The Chinese government offered today to send rescue teams, tents and quilts to Taiwan to help victims of Tuesday's massive earthquake, but Taiwan declined, saying such aid is not needed at the moment. Taiwanese officials left open the door to a related Chinese offer of a cash donation, which it first suggested on Tuesday.
It was a decidedly mixed response to unprecedented Chinese overtures. While the mainland has received more than $50 million in disaster relief from Taiwanese donors since the 1980s, China has never sent aid to the island it considers to be a breakaway province.
Although tensions across the Taiwan Strait have abated since the quake, there has been no symbolic breakthrough in relations akin to that seen by rivals Turkey and Greece following their shared grief and mutual aid in recent back-to-back earthquakes. Some in Taiwan are finding it difficult to be gracious about accepting China's helping hand given Beijing's bellicose rhetoric of the past two months.
After Taiwan's President Lee Teng-hui declared in July that Taiwan's relations with China should be on a "state-to-state" basis, the Chinese government warned of "catastrophe" if Taiwan did not back down, and the military held a large-scale mock invasion of Taiwan.
Now Chinese newspapers are full of sympathetic reports on the tragedy that has befallen people they call "our flesh and blood."
"It is ironic that it takes such a disaster and loss of life in Taiwan to somehow lower the tension between China and Taiwan," said Parris H. Chang, a member of Taiwan's legislature from the Democratic Progressive Party.
Chang Yung-shan, a spokesman for Taiwan's Mainland Affairs Council, which forms policy toward China, expressed a qualified thanks for China's offer to send doctors, seismologists and other rescue workers. He noted that rescue teams from 17 other countries, including the United States and Japan, are already at work.
"If [the Chinese] come now, it's not clear to me if it would be useful or not," Chang said. "We welcome the humanitarian assistance, but I'm afraid they could have some political purpose."
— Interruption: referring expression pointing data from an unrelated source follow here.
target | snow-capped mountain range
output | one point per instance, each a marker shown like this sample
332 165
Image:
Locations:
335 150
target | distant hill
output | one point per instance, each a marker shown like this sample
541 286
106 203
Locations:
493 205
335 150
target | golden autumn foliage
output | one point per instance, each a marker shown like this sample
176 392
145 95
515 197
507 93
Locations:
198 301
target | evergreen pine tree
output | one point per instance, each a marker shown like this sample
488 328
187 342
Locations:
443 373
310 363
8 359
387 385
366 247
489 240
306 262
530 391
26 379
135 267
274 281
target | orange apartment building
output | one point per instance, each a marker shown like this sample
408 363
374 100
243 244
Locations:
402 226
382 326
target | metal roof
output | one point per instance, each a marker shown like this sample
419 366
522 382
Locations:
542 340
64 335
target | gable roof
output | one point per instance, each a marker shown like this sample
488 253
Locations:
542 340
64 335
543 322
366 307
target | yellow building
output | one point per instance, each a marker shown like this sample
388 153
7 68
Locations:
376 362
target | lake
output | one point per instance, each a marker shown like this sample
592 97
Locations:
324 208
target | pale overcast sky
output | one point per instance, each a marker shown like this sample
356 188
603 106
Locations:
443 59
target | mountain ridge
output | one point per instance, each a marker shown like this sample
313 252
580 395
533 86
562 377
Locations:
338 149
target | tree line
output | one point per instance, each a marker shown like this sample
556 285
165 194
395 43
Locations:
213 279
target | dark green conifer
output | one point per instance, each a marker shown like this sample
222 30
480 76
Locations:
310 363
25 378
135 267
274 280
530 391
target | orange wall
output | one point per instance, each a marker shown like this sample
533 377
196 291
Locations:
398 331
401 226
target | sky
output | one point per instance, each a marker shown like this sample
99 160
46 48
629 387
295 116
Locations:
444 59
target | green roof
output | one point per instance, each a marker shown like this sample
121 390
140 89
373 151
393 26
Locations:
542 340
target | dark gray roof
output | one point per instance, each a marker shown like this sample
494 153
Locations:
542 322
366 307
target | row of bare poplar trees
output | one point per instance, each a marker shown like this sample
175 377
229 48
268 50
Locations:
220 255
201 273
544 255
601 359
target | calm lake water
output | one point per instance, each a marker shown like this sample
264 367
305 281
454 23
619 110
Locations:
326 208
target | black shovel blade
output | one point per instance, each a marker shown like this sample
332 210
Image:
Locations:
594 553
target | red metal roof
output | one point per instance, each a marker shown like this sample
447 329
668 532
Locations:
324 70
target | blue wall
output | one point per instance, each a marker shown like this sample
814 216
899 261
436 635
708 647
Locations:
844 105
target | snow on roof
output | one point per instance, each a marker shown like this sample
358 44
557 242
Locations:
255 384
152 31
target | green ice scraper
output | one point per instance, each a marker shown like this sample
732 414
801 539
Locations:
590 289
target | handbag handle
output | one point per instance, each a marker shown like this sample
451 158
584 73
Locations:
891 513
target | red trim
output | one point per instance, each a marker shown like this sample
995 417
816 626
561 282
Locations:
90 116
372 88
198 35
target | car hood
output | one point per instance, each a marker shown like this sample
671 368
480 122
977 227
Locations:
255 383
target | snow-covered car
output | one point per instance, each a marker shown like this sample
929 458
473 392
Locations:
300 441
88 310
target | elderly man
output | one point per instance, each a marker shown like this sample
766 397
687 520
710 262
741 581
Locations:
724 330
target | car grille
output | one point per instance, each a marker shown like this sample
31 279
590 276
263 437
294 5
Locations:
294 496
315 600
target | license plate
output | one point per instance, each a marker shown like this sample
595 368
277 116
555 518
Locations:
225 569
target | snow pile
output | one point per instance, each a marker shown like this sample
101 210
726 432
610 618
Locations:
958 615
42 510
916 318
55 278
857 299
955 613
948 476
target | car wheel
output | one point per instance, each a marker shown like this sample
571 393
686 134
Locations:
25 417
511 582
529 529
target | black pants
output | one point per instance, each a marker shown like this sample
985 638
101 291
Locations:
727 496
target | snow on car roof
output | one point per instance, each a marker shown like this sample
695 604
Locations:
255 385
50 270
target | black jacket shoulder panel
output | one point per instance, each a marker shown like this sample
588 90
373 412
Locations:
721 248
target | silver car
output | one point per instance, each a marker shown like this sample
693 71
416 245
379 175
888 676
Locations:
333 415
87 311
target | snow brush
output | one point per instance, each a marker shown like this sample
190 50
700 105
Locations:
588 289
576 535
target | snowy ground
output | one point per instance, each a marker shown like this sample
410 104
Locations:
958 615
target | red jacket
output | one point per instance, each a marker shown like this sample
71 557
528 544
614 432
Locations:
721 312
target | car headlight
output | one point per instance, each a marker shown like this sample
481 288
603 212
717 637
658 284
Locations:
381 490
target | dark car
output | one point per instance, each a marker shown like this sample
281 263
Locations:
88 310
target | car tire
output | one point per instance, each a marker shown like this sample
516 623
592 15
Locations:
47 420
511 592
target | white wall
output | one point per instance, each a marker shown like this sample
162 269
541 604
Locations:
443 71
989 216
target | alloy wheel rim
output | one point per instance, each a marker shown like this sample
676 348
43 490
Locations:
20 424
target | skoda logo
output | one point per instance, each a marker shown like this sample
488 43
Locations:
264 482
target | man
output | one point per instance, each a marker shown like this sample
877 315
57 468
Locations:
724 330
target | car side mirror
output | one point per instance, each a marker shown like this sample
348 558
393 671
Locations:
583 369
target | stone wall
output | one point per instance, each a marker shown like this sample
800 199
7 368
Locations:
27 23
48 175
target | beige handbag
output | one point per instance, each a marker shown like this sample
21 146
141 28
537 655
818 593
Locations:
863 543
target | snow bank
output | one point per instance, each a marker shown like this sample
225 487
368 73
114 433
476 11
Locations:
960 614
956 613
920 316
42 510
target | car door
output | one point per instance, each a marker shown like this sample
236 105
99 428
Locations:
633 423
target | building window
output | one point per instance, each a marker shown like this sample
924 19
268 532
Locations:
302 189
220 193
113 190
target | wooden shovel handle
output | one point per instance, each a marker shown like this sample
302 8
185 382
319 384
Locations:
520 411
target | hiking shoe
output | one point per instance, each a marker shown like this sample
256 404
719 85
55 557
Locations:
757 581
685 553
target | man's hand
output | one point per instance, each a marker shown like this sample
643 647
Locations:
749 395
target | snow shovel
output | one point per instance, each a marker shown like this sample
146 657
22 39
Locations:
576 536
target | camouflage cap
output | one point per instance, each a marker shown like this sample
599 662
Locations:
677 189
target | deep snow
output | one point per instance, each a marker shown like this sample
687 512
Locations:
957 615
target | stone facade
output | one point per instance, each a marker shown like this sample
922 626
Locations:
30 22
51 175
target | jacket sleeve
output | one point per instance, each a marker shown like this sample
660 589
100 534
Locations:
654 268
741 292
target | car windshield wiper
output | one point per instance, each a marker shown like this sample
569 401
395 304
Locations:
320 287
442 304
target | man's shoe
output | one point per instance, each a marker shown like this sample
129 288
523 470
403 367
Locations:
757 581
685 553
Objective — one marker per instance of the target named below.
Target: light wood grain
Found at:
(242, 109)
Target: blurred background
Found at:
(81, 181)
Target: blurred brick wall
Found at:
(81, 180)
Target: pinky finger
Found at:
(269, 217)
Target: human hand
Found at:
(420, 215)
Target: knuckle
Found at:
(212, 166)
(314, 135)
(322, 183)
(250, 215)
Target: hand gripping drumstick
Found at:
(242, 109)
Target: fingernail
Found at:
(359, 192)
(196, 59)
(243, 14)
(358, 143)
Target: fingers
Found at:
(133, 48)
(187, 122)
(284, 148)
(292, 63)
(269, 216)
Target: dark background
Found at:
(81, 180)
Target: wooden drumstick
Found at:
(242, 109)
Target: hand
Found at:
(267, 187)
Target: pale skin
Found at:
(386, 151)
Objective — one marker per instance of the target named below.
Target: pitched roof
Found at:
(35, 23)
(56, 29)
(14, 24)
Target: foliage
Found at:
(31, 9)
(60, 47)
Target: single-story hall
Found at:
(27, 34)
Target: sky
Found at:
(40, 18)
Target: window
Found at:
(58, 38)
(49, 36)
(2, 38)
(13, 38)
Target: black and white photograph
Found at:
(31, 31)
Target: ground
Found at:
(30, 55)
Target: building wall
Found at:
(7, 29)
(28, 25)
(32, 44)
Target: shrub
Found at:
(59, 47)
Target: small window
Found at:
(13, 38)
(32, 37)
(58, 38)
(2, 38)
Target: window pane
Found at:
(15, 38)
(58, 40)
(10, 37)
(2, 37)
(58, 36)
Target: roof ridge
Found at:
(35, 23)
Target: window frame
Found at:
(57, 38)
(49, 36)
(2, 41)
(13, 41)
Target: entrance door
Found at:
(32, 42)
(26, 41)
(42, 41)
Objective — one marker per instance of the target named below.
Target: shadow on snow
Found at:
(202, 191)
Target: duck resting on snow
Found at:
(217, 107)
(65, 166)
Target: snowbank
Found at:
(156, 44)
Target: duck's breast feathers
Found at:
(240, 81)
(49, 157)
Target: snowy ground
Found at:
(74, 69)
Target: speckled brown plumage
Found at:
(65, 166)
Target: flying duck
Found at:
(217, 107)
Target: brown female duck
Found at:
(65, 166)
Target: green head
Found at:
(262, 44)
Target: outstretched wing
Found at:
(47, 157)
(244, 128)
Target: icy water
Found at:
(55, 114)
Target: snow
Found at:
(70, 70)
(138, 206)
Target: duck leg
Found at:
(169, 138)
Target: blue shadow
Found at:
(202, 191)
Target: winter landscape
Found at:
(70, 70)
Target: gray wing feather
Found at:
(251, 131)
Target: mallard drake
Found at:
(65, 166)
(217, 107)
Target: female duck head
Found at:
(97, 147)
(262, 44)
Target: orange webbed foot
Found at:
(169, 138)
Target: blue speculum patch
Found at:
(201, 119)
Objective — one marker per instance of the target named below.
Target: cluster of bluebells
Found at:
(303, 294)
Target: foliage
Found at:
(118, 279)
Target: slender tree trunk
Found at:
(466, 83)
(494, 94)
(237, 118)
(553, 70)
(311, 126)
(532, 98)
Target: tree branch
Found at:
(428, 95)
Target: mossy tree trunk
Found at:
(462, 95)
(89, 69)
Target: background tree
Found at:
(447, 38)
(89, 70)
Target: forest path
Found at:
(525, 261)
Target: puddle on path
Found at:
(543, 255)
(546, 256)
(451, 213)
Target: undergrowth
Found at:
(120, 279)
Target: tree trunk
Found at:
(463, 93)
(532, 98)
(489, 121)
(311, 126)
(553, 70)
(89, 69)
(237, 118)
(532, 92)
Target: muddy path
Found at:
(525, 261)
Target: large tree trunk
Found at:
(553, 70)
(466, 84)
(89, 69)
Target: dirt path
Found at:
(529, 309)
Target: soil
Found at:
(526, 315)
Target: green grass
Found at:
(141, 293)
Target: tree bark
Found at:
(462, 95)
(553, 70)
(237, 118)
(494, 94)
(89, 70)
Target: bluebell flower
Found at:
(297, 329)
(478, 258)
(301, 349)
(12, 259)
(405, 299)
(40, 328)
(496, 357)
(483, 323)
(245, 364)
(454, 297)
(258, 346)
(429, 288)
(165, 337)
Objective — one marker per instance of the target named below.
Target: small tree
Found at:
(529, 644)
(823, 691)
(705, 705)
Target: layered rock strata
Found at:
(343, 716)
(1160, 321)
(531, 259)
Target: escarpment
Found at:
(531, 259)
In addition to offering specialists and material aid, China offered an unspecified amount of cash, following its earlier announcement that its branch of the Red Cross would make a donation of $100,000. Taiwan Straits Exchange Foundation secretary-general Jan Jyh-Horng said China would need to clarify the amount involved and its proposed method of transfer before Taiwan could make arrangements to accept it. "We express our thanks. If and when there is a need, we will accept their specialists," said Jan.